What This Means for Market Entry
If you are a foreign paint manufacturer looking at Nigeria — 220 million people, massive housing demand — every standard playbook will fail.
Partnering with a major distributor gives you access to 20% of the market at best. You will hit a ceiling within the first year and blame "market conditions."
Building your own distribution requires integrating into the informal network. Extending credit to thousands of shopkeepers. Managing relationships in dozens of local languages. Accepting that your product sits next to a competitor at one-seventh the price. Acknowledging that brand-building investment has zero return where the buyer doesn't care about the brand.
Competing on price is possible only if your cost structure matches local producers with cheaper inputs, no compliance costs, no marketing overhead, and effectively zero rent. The Nigerian market already has producers at every price point from ₦25,000 to ₦175,000. Whatever your price, someone is already there.
The Marathon in the Mud
The companies that actually succeed in Nigeria's paint market — the FineWalls, the PLASCONs, the small producers whose names never appear in Euromonitor reports — share common characteristics.
None of them arrived with a PowerPoint strategy. All of them spent years building relationships, one shed at a time.
PLASCON is instructive. Manufactured locally by PCMN since 2008. Products across the full spectrum — ₦36,950 for Classic Matt to ₦115,000 for Ultra Satin. They occupy the middle ground: better than the cheapest, far cheaper than Dulux or Berger premium. They manufacture in Nigeria — no import logistics, no currency risk. And they sell through the same informal channels that the sheds control.
This is the only model that works: produce locally, price for the real buyer (the contractor, not the homeowner), distribute through the existing informal network, accept that growth happens one relationship at a time.
It is a marathon. And the marathon is in the mud. No consulting firm will recommend it — nothing to put on a slide. No board will approve it — ROI doesn't fit a five-year plan.

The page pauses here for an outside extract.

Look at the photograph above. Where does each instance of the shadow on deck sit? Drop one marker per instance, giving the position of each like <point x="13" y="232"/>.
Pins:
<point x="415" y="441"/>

No market entry strategy will describe it — can't model it in Excel.
But it is how the market works. And the companies that understand this — through years of presence, not months of analysis — are the ones that survive.
The victory in African markets doesn't come from beautiful presentations. It comes from a marathon in the mud — one shed, one contractor, one bucket at a time.
The Thesis
Every Western market analysis of Nigeria assumes formal channels matter, brands drive purchasing decisions, the middle class is growing, and modern retail is expanding.
Every one of these assumptions is wrong.
The paint market is a microcosm of how distribution actually works in West Africa. The informal network isn't a legacy system waiting to be replaced by modernity. It is the system — evolved, efficient, structurally dominant. It serves the 80% of the population that lives below the line where brand preferences matter. It operates on trust, credit, and proximity.
It cannot be disrupted because there is nothing to disrupt. It is already the most efficient way to move product from producer to consumer at the lowest possible cost.
Understanding this is the difference between spending millions on a market entry that fails and building a business that lasts. The textbook says: build a brand, capture market share, scale distribution. The field says: find the man in the shed.
Because he is the market.
The markets are real. Your assumptions aren't.